Italian and clichès

It's rather funny how, in Italy, people don't realise they do the hand thingy when they talk. You know what I'm talking about, that typical hand gesture where you pinch all five fingers upwards and move your hand up and down. Universally known as "food", it took me years before understanding every one else did it to mock Italians.

In every movie and TV show when someone is speaking Italian they are automatically doing the "wtf" hand gesture and sound like they are from the South. 

You heard me

That pine cone movement means "what the f***" in Italian. Now you understand why the whole sentence ends up looking and sounding very harsh. Being intimidating is a definition that is usually never applied for an Italian exchange of information or opinions. Colorful and deaf-friendly, possibly, but surely not angry. Truth is: we use our hands so much while talking that we don't focus on that single gesture. When did this become the official "I'm speaking Italian" gesture? 

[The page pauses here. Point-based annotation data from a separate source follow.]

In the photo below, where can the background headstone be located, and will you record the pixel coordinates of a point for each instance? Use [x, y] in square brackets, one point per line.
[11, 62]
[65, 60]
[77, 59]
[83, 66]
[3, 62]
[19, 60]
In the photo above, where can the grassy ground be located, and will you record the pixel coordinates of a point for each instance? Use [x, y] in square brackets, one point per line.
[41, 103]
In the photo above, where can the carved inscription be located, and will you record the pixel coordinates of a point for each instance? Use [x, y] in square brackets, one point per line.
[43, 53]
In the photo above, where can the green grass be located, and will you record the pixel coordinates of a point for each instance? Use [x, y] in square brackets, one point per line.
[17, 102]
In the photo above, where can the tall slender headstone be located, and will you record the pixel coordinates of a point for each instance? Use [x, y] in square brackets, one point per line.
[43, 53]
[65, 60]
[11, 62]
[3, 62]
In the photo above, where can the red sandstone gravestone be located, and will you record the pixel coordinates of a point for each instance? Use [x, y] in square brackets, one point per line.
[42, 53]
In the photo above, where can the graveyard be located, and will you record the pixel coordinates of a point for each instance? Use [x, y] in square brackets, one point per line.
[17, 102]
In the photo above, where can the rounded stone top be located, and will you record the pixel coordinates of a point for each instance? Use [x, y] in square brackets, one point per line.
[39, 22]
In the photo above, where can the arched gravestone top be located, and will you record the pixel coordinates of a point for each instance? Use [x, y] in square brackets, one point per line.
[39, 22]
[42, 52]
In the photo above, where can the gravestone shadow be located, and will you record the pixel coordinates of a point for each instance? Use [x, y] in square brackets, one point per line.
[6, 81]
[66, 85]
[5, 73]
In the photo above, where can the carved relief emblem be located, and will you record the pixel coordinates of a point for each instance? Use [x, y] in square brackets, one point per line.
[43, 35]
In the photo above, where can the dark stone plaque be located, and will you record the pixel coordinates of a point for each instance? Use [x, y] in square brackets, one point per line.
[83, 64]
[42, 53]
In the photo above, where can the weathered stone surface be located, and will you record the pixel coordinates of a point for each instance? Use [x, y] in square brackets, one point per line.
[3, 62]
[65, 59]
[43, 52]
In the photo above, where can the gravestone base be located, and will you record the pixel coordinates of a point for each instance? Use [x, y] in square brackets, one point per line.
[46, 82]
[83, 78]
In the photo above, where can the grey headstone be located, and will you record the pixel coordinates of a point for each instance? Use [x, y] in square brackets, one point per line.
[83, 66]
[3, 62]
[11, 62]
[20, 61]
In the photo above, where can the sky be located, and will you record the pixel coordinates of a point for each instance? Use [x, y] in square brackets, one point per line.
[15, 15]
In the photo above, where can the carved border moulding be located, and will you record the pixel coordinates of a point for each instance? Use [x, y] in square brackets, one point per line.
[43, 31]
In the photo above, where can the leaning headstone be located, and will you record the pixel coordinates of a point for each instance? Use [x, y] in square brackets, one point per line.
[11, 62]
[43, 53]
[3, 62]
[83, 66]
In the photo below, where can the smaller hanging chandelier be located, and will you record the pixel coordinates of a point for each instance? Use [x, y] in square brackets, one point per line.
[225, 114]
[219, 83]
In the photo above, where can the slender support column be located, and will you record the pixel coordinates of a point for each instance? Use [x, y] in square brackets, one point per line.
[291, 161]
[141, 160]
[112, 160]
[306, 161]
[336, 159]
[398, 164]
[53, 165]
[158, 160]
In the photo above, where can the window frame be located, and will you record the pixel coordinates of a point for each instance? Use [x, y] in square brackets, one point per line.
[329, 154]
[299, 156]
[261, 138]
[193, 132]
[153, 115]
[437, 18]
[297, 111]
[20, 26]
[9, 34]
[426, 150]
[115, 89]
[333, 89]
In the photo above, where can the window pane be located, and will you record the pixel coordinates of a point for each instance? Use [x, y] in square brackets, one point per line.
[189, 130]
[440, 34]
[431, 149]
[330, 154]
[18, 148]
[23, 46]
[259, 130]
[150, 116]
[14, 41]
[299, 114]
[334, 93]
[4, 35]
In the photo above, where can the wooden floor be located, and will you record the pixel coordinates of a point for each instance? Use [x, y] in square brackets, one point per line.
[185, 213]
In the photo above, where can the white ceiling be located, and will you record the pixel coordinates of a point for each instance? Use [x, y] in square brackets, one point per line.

One of my favourite games to play when I'm abroad is 'Spot the Italian'. I'm very good at it and before you even say it, not just because I hear Italian being spoken. I see them talking! For example, in London, whenever two people are talking on the street and one of them starts gesturing one second before opening his mouth, there's a good chance he is Italian. In Melbourne almost every bearded waiter trying to lure customers inside the restaurant is Italian. I know Lygon Street is the Italian area of the city, what can I say? Sometimes I like to win easy! 

Mind you, Italians are not the only ones doing so. I know for a fact that in France they have a whole set of spit-sounds accompanied by facial expressions and gestures. I'll come clear: we might be loud and disorganised, but we are unbeatable at Charades!